Kommentar Streit in der AfD: Vor der Entscheidung
Machthunger und Stillosigkeit: Die Afd zerlegt sich über ihren eigenen Mangel an den viel beschworenen bürgerlichen Tugenden.
S o schnell kann es gehen. Noch im vergangenen Herbst flog die AfD von Wahlerfolg zu Wahlerfolg, schon sah sich die rechtskonservative Partei 2017 im Bundestag. Die raschen Erfolge lenkten ab: von den unbestimmten politischen Positionen der AfD, den unterschiedlichen Vorstellungen von politischen Stil innerhalb der Partei, von den schwierigen Persönlichkeiten des Führungspersonals. Daran sind schon viele Parteien rechts von der Union gescheitert: zuletzt die Schill-Partei, der Bund Freier Bürger, die „Freiheit“.
Wie rechtspopulistisch darf’s denn sein?
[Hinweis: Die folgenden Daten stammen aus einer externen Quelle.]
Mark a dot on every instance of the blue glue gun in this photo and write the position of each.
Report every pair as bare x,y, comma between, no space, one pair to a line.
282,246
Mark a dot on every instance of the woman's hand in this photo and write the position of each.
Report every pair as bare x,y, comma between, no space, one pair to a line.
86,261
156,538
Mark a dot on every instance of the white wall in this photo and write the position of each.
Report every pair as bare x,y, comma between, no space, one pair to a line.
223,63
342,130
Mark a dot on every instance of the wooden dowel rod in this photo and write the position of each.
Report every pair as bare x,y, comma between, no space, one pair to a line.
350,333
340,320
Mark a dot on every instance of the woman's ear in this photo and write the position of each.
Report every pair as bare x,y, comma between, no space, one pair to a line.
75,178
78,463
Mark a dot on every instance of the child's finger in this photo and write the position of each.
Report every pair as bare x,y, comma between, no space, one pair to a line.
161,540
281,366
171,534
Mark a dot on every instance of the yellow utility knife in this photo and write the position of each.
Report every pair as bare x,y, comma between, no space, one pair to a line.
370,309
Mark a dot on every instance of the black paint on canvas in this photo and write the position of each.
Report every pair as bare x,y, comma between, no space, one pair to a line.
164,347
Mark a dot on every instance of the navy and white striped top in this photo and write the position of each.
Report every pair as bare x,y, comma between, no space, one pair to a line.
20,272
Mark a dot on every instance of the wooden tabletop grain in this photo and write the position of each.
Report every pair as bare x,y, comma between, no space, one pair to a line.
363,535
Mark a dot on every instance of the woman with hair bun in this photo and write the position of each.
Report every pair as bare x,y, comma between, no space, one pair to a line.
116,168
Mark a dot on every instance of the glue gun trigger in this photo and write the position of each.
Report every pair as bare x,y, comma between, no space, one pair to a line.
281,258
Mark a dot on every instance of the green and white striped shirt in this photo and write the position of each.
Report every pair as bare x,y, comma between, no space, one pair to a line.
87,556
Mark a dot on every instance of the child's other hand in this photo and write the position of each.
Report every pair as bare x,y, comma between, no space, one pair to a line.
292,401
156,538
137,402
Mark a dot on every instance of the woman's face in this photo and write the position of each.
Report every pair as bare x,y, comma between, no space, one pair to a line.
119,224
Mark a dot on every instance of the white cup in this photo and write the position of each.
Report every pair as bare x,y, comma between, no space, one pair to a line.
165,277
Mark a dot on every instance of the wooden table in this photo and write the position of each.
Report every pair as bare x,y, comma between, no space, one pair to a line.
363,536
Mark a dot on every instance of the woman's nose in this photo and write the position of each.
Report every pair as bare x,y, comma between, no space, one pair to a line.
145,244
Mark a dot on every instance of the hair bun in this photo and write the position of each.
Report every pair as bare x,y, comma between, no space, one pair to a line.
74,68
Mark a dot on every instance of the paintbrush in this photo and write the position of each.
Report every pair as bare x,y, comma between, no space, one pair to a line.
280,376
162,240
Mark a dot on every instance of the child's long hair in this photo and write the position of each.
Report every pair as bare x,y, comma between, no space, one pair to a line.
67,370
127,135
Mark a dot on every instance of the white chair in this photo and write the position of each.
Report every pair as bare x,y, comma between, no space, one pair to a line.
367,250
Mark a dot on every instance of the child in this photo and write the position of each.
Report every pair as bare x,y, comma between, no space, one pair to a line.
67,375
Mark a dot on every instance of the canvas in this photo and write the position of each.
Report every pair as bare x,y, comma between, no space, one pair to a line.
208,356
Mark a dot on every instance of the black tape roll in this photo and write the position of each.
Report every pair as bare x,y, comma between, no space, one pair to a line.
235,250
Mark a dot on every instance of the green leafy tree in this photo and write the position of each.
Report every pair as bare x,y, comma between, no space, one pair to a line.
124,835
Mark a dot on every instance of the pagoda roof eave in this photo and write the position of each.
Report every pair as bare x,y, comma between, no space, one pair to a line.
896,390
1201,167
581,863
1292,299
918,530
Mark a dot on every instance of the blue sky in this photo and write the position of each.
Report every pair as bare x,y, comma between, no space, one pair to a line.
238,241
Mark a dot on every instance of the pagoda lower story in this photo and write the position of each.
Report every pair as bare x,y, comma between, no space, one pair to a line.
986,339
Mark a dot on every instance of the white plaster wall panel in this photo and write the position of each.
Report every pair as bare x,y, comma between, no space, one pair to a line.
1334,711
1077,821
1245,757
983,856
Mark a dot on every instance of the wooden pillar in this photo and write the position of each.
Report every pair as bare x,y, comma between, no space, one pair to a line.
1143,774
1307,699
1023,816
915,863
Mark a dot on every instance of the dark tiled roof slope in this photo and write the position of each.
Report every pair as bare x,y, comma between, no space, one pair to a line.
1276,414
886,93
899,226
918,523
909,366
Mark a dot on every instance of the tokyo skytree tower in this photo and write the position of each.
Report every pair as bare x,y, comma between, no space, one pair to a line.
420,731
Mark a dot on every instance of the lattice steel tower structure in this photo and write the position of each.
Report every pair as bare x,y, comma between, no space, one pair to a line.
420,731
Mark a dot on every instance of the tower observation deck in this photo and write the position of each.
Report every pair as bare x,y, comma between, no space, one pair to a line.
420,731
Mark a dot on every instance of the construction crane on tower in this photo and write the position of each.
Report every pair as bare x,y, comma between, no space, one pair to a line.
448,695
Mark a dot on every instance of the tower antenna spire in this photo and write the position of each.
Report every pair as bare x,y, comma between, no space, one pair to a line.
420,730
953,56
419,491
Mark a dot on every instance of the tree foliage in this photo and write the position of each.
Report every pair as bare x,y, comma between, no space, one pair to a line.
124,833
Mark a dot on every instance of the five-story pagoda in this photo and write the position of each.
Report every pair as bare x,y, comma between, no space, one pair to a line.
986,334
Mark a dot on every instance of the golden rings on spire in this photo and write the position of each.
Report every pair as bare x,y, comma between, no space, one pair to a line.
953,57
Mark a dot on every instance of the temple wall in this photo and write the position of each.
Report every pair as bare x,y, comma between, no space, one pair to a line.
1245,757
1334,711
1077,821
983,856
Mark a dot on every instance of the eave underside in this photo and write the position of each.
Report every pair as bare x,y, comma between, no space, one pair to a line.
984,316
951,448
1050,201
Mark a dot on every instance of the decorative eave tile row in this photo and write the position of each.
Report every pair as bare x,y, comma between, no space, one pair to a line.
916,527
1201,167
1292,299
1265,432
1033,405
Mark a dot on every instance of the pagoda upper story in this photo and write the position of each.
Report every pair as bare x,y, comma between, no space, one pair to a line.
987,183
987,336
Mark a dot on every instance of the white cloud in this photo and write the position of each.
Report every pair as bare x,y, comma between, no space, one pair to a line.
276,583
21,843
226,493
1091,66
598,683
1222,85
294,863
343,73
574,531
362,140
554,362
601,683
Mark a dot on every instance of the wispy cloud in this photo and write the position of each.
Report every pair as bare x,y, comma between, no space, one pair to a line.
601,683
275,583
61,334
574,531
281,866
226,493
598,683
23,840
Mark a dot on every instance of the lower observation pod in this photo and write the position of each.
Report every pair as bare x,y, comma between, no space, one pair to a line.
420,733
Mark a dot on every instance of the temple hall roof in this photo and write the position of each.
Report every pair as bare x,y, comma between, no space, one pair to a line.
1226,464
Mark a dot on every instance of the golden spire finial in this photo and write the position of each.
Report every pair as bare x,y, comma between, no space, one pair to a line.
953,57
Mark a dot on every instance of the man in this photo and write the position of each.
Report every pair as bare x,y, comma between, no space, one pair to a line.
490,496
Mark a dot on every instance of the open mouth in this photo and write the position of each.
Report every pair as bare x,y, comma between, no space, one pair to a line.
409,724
Diese Kernfrage hat die AfD bislang nicht beantwortet, zumindest nicht einheitlich. Das hat eine Zeit lang gerade zu ihren Erfolgen beigetragen – jeder Wähler konnte das in der AfD sehen, wonach ihm war: Je nachdem, ob er den Fokus auf einen Wirtschaftsliberalen wie Parteichef Lucke legte oder einen Nationalkonservativen wie seinen Vize Gauland. Dessen Flügel setzt zunehmend auf Pegida, Flüchtlingshetze, Islamkritik und spielt mit der Grenze nach ganz rechts. Zuletzt äußerte Thüringens Landeschef Höcke gar Verständnis für manches NPD-Mitglied. Das geht Lucke und seinem Flügel zu weit.
Der hofft, er könne mit der Drohung, auszusteigen, das Ruder noch einmal rumreißen: Denn viele in der Partei denken weiterhin, dass es ohne Lucke nicht geht. Dass der Parteichef aber kurz vor dem Bundesparteitag zur Entscheidungsschlacht bläst, hat nicht nur mit politischen Inhalten zu tun.
Auf Feldern wie der Familienpolitik oder der inneren Sicherheit sind sich Lucke und seine schärfste Konkurrentin Frauke Petry nah: Sie sind beide erzkonservativ. Es geht um Stil und Machthunger, um die Unfähigkeit, miteinander zu reden: Es wäre nicht das erste Mal, dass eine sich bürgerlich gerierende Partei am Mangel bürgerlicher Tugenden scheitert.